Hay and Forage Grower.

Regards, Mike

https://hayandforage.com/article-1622-The-curious-case-of-reed-canarygrass.html


----------



## Josh in WNY (Sep 7, 2010)

Nice article, Mike. I've been working a field of canary grass on shares with a guy the last two years. The first year we got the first cutting (in round bales) way past prime and it was heavy on stems, but produced a bumper crop of round bales. This year we got the first cutting baled on time (in rounds) and the hay was much nicer, but the yield dropped off (as would be expected). The second cuttings for both years was put up in small squares and was absolutely beautiful, although the leaves were a little coarser than timothy, orchard grass or other 'traditional' grass varieties. The guys beef cows seem to love the stuff and have been putting on weight very well with it.

I thought about putting some in on my farm the next time I seeded a field... but then I looked at the price. The cheapest from my usual supplier is $242 for a 50 pound bag and they recommend seeding at 14 pounds and acre by itself or 2-10 pounds per acre in a mix. At those prices, I can put in a lot of timothy.


----------



## JD3430 (Jan 1, 2012)

Might be cheaper in the long run, though.
The stuff grows thick as a jungle and has great yield. I have a field with 30 acres of it.


----------



## Vol (Jul 5, 2009)

Josh in WNY said:


> Nice article, Mike. I've been working a field of canary grass on shares with a guy the last two years. The first year we got the first cutting (in round bales) way past prime and it was heavy on stems, but produced a bumper crop of round bales. This year we got the first cutting baled on time (in rounds) and the hay was much nicer, but the yield dropped off (as would be expected). The second cuttings for both years was put up in small squares and was absolutely beautiful, although the leaves were a little coarser than timothy, orchard grass or other 'traditional' grass varieties. The guys beef cows seem to love the stuff and have been putting on weight very well with it.
> 
> I thought about putting some in on my farm the next time I seeded a field... but then I looked at the price. The cheapest from my usual supplier is $242 for a 50 pound bag and they recommend seeding at 14 pounds and acre by itself or 2-10 pounds per acre in a mix. At those prices, I can put in a lot of timothy.

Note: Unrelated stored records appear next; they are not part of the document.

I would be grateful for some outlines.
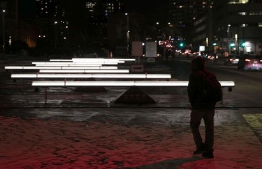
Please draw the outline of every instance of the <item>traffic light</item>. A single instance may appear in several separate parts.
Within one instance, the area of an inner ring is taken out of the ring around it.
[[[241,47],[245,47],[246,46],[246,42],[242,42]]]

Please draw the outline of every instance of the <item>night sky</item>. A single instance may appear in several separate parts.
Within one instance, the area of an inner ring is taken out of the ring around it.
[[[166,1],[163,0],[124,0],[124,9],[128,13],[149,13],[159,10]]]

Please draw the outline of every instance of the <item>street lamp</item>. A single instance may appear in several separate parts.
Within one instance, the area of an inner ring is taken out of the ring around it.
[[[6,10],[2,10],[2,26],[3,26],[3,53],[5,53],[5,46],[6,46],[6,40],[5,40],[5,13]]]
[[[127,57],[129,57],[129,13],[125,13],[126,15],[126,51]]]

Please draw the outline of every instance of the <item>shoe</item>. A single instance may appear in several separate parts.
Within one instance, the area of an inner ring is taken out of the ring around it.
[[[201,146],[196,149],[196,151],[193,152],[193,154],[199,154],[205,152],[205,145],[202,143]]]
[[[207,159],[214,158],[213,151],[206,151],[202,153],[202,156]]]

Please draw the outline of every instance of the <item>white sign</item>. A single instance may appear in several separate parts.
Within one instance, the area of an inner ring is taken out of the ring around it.
[[[132,42],[132,56],[143,56],[143,42]]]
[[[147,42],[145,43],[145,56],[157,57],[157,42]]]

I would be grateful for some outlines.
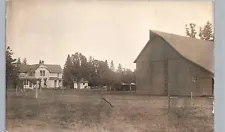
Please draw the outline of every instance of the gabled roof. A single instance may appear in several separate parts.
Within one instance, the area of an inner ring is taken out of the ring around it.
[[[214,44],[212,41],[205,41],[154,30],[151,30],[150,34],[161,37],[181,56],[208,70],[209,72],[214,73]]]
[[[22,64],[20,67],[20,72],[27,73],[35,71],[40,65],[46,66],[47,70],[50,73],[62,73],[62,68],[60,65],[53,64],[33,64],[33,65],[24,65]]]

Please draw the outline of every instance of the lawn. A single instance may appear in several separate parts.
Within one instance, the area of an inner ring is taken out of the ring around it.
[[[211,98],[137,96],[133,92],[7,92],[9,132],[212,132]],[[102,99],[104,97],[108,102]]]

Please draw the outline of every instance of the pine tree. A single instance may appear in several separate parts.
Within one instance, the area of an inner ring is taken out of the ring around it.
[[[18,68],[16,66],[16,59],[12,58],[13,52],[8,46],[6,49],[6,88],[9,82],[17,85],[18,82]]]
[[[63,68],[63,83],[64,86],[73,87],[72,61],[70,55],[67,56],[66,63]]]
[[[23,59],[23,64],[26,65],[27,64],[27,58]]]
[[[191,38],[196,38],[196,24],[190,23],[189,26],[186,24],[186,35]]]
[[[19,65],[21,64],[20,58],[17,59],[17,64],[19,64]]]
[[[111,63],[110,63],[110,70],[115,72],[115,66],[114,66],[113,61],[111,61]]]
[[[213,26],[207,21],[206,25],[199,29],[199,37],[202,40],[214,41]]]

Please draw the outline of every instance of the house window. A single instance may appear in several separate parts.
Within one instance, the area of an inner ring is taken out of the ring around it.
[[[40,76],[45,76],[45,70],[40,70]]]

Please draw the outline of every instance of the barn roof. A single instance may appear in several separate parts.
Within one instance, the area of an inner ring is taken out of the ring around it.
[[[208,70],[209,72],[214,73],[214,44],[212,41],[205,41],[154,30],[151,30],[150,34],[153,36],[160,36],[184,58]],[[139,56],[135,62],[138,60]]]
[[[20,72],[22,73],[27,73],[28,71],[35,71],[41,64],[33,64],[33,65],[25,65],[22,64],[20,67]],[[61,73],[62,72],[62,68],[60,65],[53,65],[53,64],[43,64],[44,66],[46,66],[47,70],[50,73]]]

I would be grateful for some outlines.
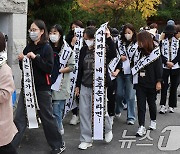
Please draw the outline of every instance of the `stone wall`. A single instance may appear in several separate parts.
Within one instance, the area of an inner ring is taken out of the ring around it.
[[[13,70],[16,89],[20,89],[21,71],[17,56],[26,46],[27,1],[1,0],[0,31],[8,35],[8,64]]]

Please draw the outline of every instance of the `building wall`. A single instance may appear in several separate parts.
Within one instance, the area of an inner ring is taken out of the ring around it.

Maybe do the RC grass and Timothy in a mix to get the field established and then it sounds like in time the RC grass will take over with the rhizome roots. That would cut your RC costs in half.

Regards, Mike


----------



## IH 1586 (Oct 16, 2014)

Local farm here that sells seeds has many fields in Reed Canary that he combines. In fact when I was talking with my seed rep from TA Seeds, he had to stop there to pick up Reed Canary seed to take back with him. My uncle has one of those fields beside him and has Reed Canary encroaching to his field. Have not seen that particular field taken off in years just gets brush hogged once in the fall.


----------



## Josh in WNY (Sep 7, 2010)

JD3430 said:


> Might be cheaper in the long run, though.
> The stuff grows thick as a jungle and has great yield. I have a field with 30 acres of it.





Vol said:


> Maybe do the RC grass and Timothy in a mix to get the field established and then it sounds like in time the RC grass will take over with the rhizome roots. That would cut your RC costs in half.
> 
> Regards, Mike


You both might be right, but it would be fun trying to pick the best time to mow... you'd probably have to base it on the CG maturity or it would get a lot of stems in a hurry.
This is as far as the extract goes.